Historic New England awards twenty-first annual Book Prize
Boston – Historic New England awards its twenty-first annual Book Prize to Cape Cod Modern: Midcentury Architecture and Community on the Outer Cape by Peter McMahon and Christine Cipriani at the Plymouth Public Library on Sunday, November 15, from 2:00 to 4:00 p.m.
Bucket Town: Woodenware and Wooden Toys of Hingham, Massachusetts, 1635-1945 by Derin T. Bray and In Plain Sight: Discovering the Furniture of Nathaniel Gould by Kemble Widmer and Joyce King are this year's Honor Books.
- Cape Cod Modern: Midcentury Architecture and Community on the Outer Cape is an in-depth exploration of the residential midcentury modern architecture that began to appear in the woods and dunes on Cape Cod between 1938 and 1977. The book includes new photography, drawings, and many never-before-published archival images.
- Bucket Town: Woodenware and Wooden Toys of Hingham, Massachusetts, 1635-1945 tells the history of the woodenware industry in Hingham and the story of a long-forgotten toy-making and cooper shop on Hersey Farm. It features 150 images of furniture, clocks, needlework, prints, paintings, decoys, woodenware, and wooden toys.

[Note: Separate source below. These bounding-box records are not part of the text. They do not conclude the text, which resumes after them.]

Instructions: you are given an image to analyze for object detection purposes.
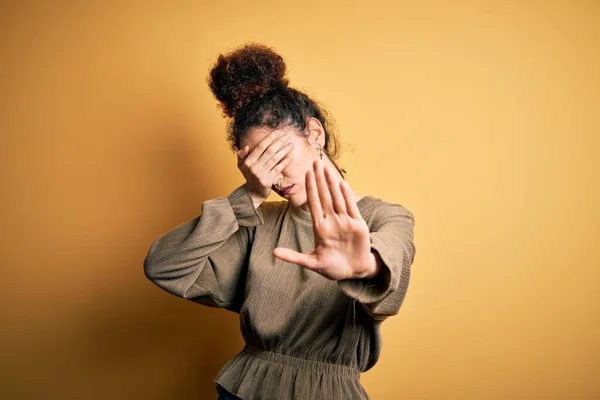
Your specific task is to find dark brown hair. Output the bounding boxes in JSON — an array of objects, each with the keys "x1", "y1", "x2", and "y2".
[{"x1": 208, "y1": 43, "x2": 346, "y2": 176}]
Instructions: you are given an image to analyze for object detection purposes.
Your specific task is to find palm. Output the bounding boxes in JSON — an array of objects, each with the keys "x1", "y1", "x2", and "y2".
[{"x1": 274, "y1": 164, "x2": 373, "y2": 281}]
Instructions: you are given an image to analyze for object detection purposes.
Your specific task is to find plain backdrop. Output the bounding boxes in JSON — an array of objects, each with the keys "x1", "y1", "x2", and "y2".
[{"x1": 0, "y1": 0, "x2": 600, "y2": 400}]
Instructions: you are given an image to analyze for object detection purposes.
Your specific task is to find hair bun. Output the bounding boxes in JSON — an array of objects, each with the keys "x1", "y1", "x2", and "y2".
[{"x1": 208, "y1": 43, "x2": 288, "y2": 117}]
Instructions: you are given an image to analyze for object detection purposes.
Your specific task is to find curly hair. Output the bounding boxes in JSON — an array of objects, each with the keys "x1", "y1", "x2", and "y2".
[{"x1": 208, "y1": 43, "x2": 346, "y2": 176}]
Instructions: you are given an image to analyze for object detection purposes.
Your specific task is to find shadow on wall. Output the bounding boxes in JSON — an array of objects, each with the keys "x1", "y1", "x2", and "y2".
[
  {"x1": 79, "y1": 110, "x2": 243, "y2": 399},
  {"x1": 5, "y1": 111, "x2": 243, "y2": 399}
]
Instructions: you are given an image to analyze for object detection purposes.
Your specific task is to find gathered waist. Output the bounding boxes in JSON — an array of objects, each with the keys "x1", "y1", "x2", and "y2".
[{"x1": 239, "y1": 346, "x2": 360, "y2": 379}]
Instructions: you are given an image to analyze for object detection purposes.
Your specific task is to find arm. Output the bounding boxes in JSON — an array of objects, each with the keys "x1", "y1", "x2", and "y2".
[
  {"x1": 338, "y1": 204, "x2": 415, "y2": 320},
  {"x1": 144, "y1": 185, "x2": 263, "y2": 311}
]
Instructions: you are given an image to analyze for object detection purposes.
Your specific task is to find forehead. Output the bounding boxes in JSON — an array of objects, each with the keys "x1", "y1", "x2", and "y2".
[{"x1": 239, "y1": 126, "x2": 296, "y2": 152}]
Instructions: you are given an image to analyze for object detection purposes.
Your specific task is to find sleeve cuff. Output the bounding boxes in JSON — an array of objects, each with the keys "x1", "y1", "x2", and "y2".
[{"x1": 227, "y1": 184, "x2": 264, "y2": 226}]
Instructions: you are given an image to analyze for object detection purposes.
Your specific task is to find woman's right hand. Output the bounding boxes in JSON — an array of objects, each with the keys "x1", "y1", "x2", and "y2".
[{"x1": 237, "y1": 130, "x2": 294, "y2": 207}]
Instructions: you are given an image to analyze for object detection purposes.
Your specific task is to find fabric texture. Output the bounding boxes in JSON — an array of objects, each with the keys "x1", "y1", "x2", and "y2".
[{"x1": 144, "y1": 185, "x2": 415, "y2": 400}]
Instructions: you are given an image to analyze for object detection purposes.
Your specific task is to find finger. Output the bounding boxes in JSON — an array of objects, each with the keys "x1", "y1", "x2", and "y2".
[
  {"x1": 236, "y1": 146, "x2": 250, "y2": 167},
  {"x1": 256, "y1": 132, "x2": 290, "y2": 170},
  {"x1": 271, "y1": 148, "x2": 292, "y2": 177},
  {"x1": 273, "y1": 247, "x2": 318, "y2": 271},
  {"x1": 313, "y1": 161, "x2": 334, "y2": 213},
  {"x1": 246, "y1": 129, "x2": 285, "y2": 165},
  {"x1": 325, "y1": 167, "x2": 346, "y2": 214},
  {"x1": 340, "y1": 179, "x2": 362, "y2": 219},
  {"x1": 265, "y1": 142, "x2": 294, "y2": 171},
  {"x1": 305, "y1": 169, "x2": 324, "y2": 224}
]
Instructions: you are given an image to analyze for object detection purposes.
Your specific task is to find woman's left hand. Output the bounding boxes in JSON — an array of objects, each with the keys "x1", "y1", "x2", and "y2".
[{"x1": 273, "y1": 161, "x2": 380, "y2": 281}]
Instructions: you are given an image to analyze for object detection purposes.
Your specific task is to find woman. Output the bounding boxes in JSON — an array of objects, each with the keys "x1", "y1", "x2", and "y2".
[{"x1": 144, "y1": 44, "x2": 415, "y2": 400}]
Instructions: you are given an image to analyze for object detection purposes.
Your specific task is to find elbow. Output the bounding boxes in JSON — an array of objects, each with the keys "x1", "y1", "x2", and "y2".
[
  {"x1": 144, "y1": 239, "x2": 163, "y2": 283},
  {"x1": 144, "y1": 255, "x2": 159, "y2": 282}
]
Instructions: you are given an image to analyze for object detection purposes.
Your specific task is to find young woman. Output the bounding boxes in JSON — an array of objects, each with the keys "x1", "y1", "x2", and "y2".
[{"x1": 144, "y1": 44, "x2": 415, "y2": 400}]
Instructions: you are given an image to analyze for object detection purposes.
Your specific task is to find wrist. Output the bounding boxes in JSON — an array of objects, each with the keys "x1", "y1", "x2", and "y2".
[{"x1": 363, "y1": 249, "x2": 383, "y2": 279}]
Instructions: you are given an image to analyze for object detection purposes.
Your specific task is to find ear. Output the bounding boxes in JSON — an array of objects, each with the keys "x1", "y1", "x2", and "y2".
[{"x1": 306, "y1": 117, "x2": 325, "y2": 147}]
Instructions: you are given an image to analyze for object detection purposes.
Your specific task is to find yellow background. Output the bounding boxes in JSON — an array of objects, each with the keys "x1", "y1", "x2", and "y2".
[{"x1": 0, "y1": 0, "x2": 600, "y2": 399}]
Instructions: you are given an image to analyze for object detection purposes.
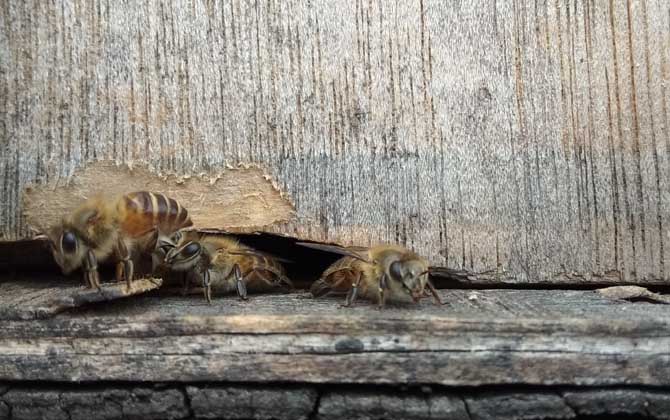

- In Plain Sight: Discovering the Furniture of Nathaniel Gould presents new scholarship based on the discovery of Gould’s day books and account book. The book includes detailed information about his accounts and work with clients, and establishes Gould as one of the leading eighteenth-century American cabinetmakers.
The event on November 15 includes a reception, remarks, and a book signing. Books are available for purchase. Please call 617-994-6678 or e-mail ProgramInfo@HistoricNewEngland.org to register.
About Historic New England’s Book Prize
The Historic New England Book Prize recognizes works that advance the understanding of the architecture, landscape, and material culture of New England and the United States from the seventeenth century to the present. This includes works in the decorative arts, archaeology, historic preservation, and the history of photography. To qualify, works need not deal exclusively with New England but must make a significant contribution to our understanding of New England and its relation to the wider world.